As my comments went on more and more, here is the complete answer:
Your char * buffer should store the length of the string in the first bytes of X (for example, as Pascal does). After this length, string data appears that can contain any characters that you like. After that, the next X bytes indicate the length of the next line. So, and so on and so forth, to the end, which is limited to an empty string (i.e., the last X bytes say that the next line has zero length, and your application takes this as a signal to stop looking for more lines).

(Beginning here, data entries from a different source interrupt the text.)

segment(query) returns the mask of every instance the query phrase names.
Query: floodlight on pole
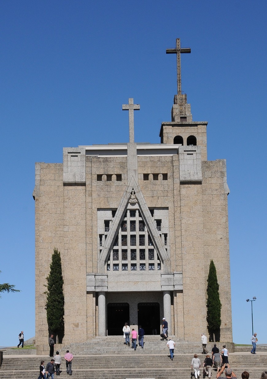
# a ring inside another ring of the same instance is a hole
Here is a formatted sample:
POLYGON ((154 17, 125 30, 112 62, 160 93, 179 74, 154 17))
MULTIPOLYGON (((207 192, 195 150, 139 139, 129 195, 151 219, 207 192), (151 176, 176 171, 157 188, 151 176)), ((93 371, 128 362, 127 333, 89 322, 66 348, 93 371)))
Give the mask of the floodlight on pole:
POLYGON ((253 334, 254 334, 253 332, 253 309, 252 308, 252 302, 255 301, 256 299, 257 298, 255 297, 255 296, 253 296, 253 297, 252 298, 252 300, 250 300, 249 299, 247 299, 246 300, 246 301, 247 302, 248 302, 249 301, 251 301, 251 319, 252 323, 252 335, 253 335, 253 334))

One of the advantages is that you do not need to scan string data - finding the next line from the beginning of the first line takes O (1) time, finding how many lines in the list are O (n), but it will be incredibly fast anyway (if O (n) is unacceptable, you can get around this, but I don’t think it is worth going into right now).
Another advantage is that the string data can contain any character you like. This may be because if your string can contain a NUL character, you can safely retrieve it, but you must be careful not to pass it to the C string function (e.g. strlen() or strcat() ) that will see the character NUL at the end of your data (which it may or may not be). You will have to rely on memcpy() and pointer arithmetic.

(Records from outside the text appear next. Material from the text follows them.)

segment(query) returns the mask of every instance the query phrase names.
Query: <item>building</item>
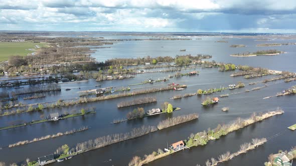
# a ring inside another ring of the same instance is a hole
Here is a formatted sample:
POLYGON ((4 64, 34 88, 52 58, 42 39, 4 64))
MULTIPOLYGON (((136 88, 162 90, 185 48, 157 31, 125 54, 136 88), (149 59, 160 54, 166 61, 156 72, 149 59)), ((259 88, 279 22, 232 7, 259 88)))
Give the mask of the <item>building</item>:
POLYGON ((191 72, 189 72, 189 75, 195 75, 197 74, 197 72, 196 72, 196 71, 191 72))
POLYGON ((103 89, 96 89, 96 94, 103 94, 104 92, 105 92, 105 90, 104 90, 103 89))
POLYGON ((51 114, 50 114, 49 120, 59 120, 59 116, 58 112, 51 114))
POLYGON ((274 155, 273 166, 290 166, 290 160, 283 152, 274 155))
POLYGON ((161 112, 162 110, 161 110, 161 108, 153 108, 150 110, 149 110, 147 114, 148 114, 152 115, 157 113, 160 113, 161 112))
POLYGON ((212 102, 214 102, 214 103, 218 102, 219 102, 219 98, 212 98, 212 102))
POLYGON ((184 142, 183 140, 180 140, 170 145, 170 148, 173 149, 175 151, 179 151, 184 148, 184 142))
POLYGON ((53 154, 50 154, 38 158, 38 163, 41 166, 55 162, 56 160, 53 154))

The problem is the value of X (the number of bytes you use to store the length of the string). The easiest way would be 1 to get around all the problems of judgment and alignment, but would limit your lines to 255 characters. If this is a limitation, you can live fine, but 255 seems a little low to me.
X may be 2 or 4 bytes, but you will need to make sure that you have a (unsigned) data type that at least contains as many bytes ( stdint.h uint16_t or uint32_t , or maybe uint_least16_t or uint_least32_t ). The best solution would be to make X = sizeof(size_t) , since the type size_t guaranteed to be able to store the length of any string that you could save.
If X > 1 introduces alignment, and if network portability is a problem, endianness. The easiest way to read the first X bytes as a size_t variable is to pass your char * data to size_t * and just dereference. However, if you cannot guarantee the correct alignment of your char * data, this may disrupt some systems. Even if you guarantee alignment of your char * data, you will have to spend a few bytes at the end of most lines to make sure that the value of the next line length is aligned.
The easiest way to overcome alignment is to manually convert the first sizeof(size_t) bytes to a size_t value. You will need to decide whether you want to store data a little or big-endian. Most computers will be targeted at small numbers, but for manual conversion it does not matter - just select one. The number 65537 (2 ^ 16 + 2) stored in 4 bytes, big-endian, looks like { 0, 1, 0, 2 } ; little-endian, { 2, 0, 1, 0 } .
Once you decide that (it doesn’t matter, choose what you like), you simply discard the first X data points to unsigned char s, then to size_t , then do a bit-shift with the appropriate exponent to put them in the right place, and then add them all together. In the above examples, 0 was multiplied by 2 ^ 32, 1 by 2 ^ 16, 0 by 2 ^ 8 and 2 by 2 ^ 0 (or 1), producing 0 + 65536 + 0 + 2 or 65537. The difference will probably be zero in efficiency between large and little-endian, if you do a manual conversion - I want to indicate (again) that the choice is completely arbitrary, as far as I can tell.
Performing a manual conversion avoids alignment problems and completely bypasses concerns about the nature of the intersystem system, so the data transferred from a computer with a mini-terminal to a large one will be considered the same. There is still a potential problem with transferring data from the system, where sizeof(size_t) == 4 , where sizeof(size_t) == 8 . If this is a problem, you can either a) take size_t and select the size of the invariant, or b) encode (one byte, all you need) the sizeof(size_t) value for the sender as the first byte of data, and the receiver has the necessary adjustments. Choosing a) can be simpler, but it can cause problems (what if you chose too small a size to account for outdated computers on your network, and as they phase out, do you lose storage space for your data?), Therefore I would prefer b), because it scales with any system you are working on (16-bit, 32-bit, 64-bit, maybe even in the future, 128-bit), but for this you may not would need.
</vomit> I leave this to the reader to understand everything that I just wrote.